Politics & Government

Anthony Weiner: Master of Media Manipulation?

Has Weiner turned being the object of speculation into a career in and of itself?

Anthony Weiner's enduring passion — as he bellowed many times while a City Councilman and Congressman — is crusading for the middle class. 

So why do we get the feeling that his true calling might be leading pageview-hungry journos around by the nose? 

Since his return to the public eye in a splashy New York Times Magazine cover story last month, photos of Weiner's face have been plastered almost as many places as those of his boxer briefs. 

His Congressional career got a look-back/takedown in the Wall Street Journal. He has been repeatedly compared to Mark Sanford in Politico (favorably, if that's even possible).

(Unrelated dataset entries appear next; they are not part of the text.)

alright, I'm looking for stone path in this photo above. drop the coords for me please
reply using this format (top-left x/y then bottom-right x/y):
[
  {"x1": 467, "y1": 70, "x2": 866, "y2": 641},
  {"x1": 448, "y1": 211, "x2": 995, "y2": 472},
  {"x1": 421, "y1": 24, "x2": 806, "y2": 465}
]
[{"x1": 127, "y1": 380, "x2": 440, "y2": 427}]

Just yesterday, Capital New York commented on how slowly he is moving for someone admittedly interested in running for mayor of the largest city in the nation.

Quinnipiac University took the time at the end of April to determine just how much of an underdog he'd be if he did officially jump in — discovering that he'd be in second place in an already very muddled field. 

However, his favorability rating among all voters still breaks negative by a whopping eight points. This is the political equivalent of making the NFL playoffs with a losing record. 

The good news? He'd still beat Republican front-runner Joe Lhota if he ever got that far. 

All of this is being set in motion by a man whose grip on the tiller is so loose you could almost acuse him of sleepwalking through the process. He has responded sparingly to media requests, has made few appearances on television and yet still his star seems, bafflingly, on the rise.

As an example, look at the change in his use of social media. 

Once a prolific tweeter (aside from the extracurricular messages), he has used his new Twitter handle just 11 times in nearly three weeks — almost always to direct his 11,000-plus followers to his pie-in-the-sky "Keys to the City" plan. 

Because, y'know, it's perfectly normal for a citizen to just want to share their 64-point plan to improve the lives of New Yorkers off-handedly, with no possible political motivation. 

What's the deal? Is the personality defect that took him down in the first place — a desperate need for approval — rearing its head again? Is a man of infamously fierce determination while on the House floor really waffling this badly on a decision after a two-years-gone public square flogging? 

The solution, as with all mysteries, can likely be found at the beginning. A quote, buried near the bottom of the sprawling New York Times Magazine article that set off the last month's speculative sturm und drang:

"I’m really trying hard to let things come to me a little bit more and be less about leaning in to every element of my life,” Weiner reportedly said.